Each Christmas we sing about the beautiful star of Bethlehem that shines in the eastern sky. We often find ourselves looking in the heavens for that star. Here in Athens, we might not find the star of Bethlehem when we look up toward the east, but we will see something shining bright overlooking our town during the Christmas season.

Up on a hill overlooking downtown is a white gingerbread house, with a turret, outlined in clear twinkling lights. Its owner, Lonzo Lamb decorates it to help ring in the holiday season for the Friendly City.

“As soon as I put these lights up, I drove downtown and looked up here. I realized that was pretty good,” says Lamb. “I always (decorated houses with Christmas lights) for my own pleasure, but when I came up here and decorated this place, people I don’t even know came to see the house. The view is just terrific, really. Now I couldn’t stop if I wanted to. I like to decorate for Christmas”

This December will make nine years that Lamb has been decorating his house on the hill overlooking the downtown. However, he started decorating his home for Christmas in 1954 when he and his wife Johnnie lived on Slack Road in Athens.

“I do it for my own pleasure, but people really enjoy that I decorate the house.” He says he’s had visitors and people have written him letters thanking him.

Lamb has two brothers, Jerry Lamb and Lester Lamb, who help him put the lights up each year.

Lamb says it takes about seven to eight days to check all the lights, make sure the circuits are properly working, and check all the ladders and scaffolding, in addition to decorating his yard and placing the lights on the roof. He has seven different power supply locations as not to overload the circuits. He also has the lights plugged into a timer that is set to come on at 6 p.m. and turn off at midnight.

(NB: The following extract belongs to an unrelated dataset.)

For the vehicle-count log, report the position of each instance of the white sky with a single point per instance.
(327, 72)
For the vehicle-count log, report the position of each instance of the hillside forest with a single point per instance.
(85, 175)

“We start decorating in November. We turn on the lights at Thanksgiving and turn them off the day after New Year’s Day,” he says.

Together, they put about 5,000 twinkling white lights on the outline of his roof each fall. He always puts out a “Kiddy Corner” with deer, a little train, bears, and Christmas trees. If you include all the decorations in the yard, Lamb says it adds up to about 22,000 twinkling lights. He uses clear icicles for the roof outline, and likes the look so well, he uses clear lights for everything. He says they show up really well.

“I fill the entire yard along the driveway,” he says. “We light it up pretty good normally.”